R is the most popular language in the data science community with 2+ million users and 4000+ R packages. R’s adoption evolved with it’s easy to use statistical language, graphics, packages, tools and an active R community. In this session we will introduce new open source technology Distributed R that solves the scalability and performance limitations of the standard R language. Since R is single-threaded and does not scale to large datasets, we have built Distributed R, a distributed system that extends R and addresses many of its limitations. Distributed R efficiently shares sparse structured data, can leverage multi-cores, and dynamically partitions data to mitigate load imbalance. Our results show the promise of this approach: many important machine learning and graph algorithms can be expressed in a single framework and are substantially faster.

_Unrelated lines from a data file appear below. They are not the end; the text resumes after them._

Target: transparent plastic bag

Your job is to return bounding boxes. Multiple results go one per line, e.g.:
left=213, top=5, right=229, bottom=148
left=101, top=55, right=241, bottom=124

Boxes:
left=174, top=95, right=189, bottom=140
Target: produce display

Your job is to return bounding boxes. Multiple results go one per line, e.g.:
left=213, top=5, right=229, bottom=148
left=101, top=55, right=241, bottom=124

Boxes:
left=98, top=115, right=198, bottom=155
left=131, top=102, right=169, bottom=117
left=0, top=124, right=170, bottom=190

By combining Distributed R with the columnar analytic database technology data scientists now can build complex machine learning models on terabytes of data without sampling.
This session is sponsored by HP
Sunil Venkayala, Senior Technical Product Manager at HP Vertica in Cambridge, Mass. He leads the Distributed R open-source technology initiative and advanced analytics features of the HP Vertica platform. Prior to joining HP, he was a product manager and architect of Oracle Fusion Sales Configurator Application. Prior to that, he was an expert group member of Java Data Mining (JDM) standards and led development of many modules of Oracle’s Data Mining platform.
Sunil is a co-author of “Java Data Mining” book and publisher of several articles.
Indrajit Roy is a principal researcher at HP Labs and part of the HP Vertica engineering team. He builds distributed systems for machine learning and graph analytics. Indrajit has multiple publications in systems research and a best paper award at Middleware 2013. Indrajit received his PhD from the University of Texas at Austin.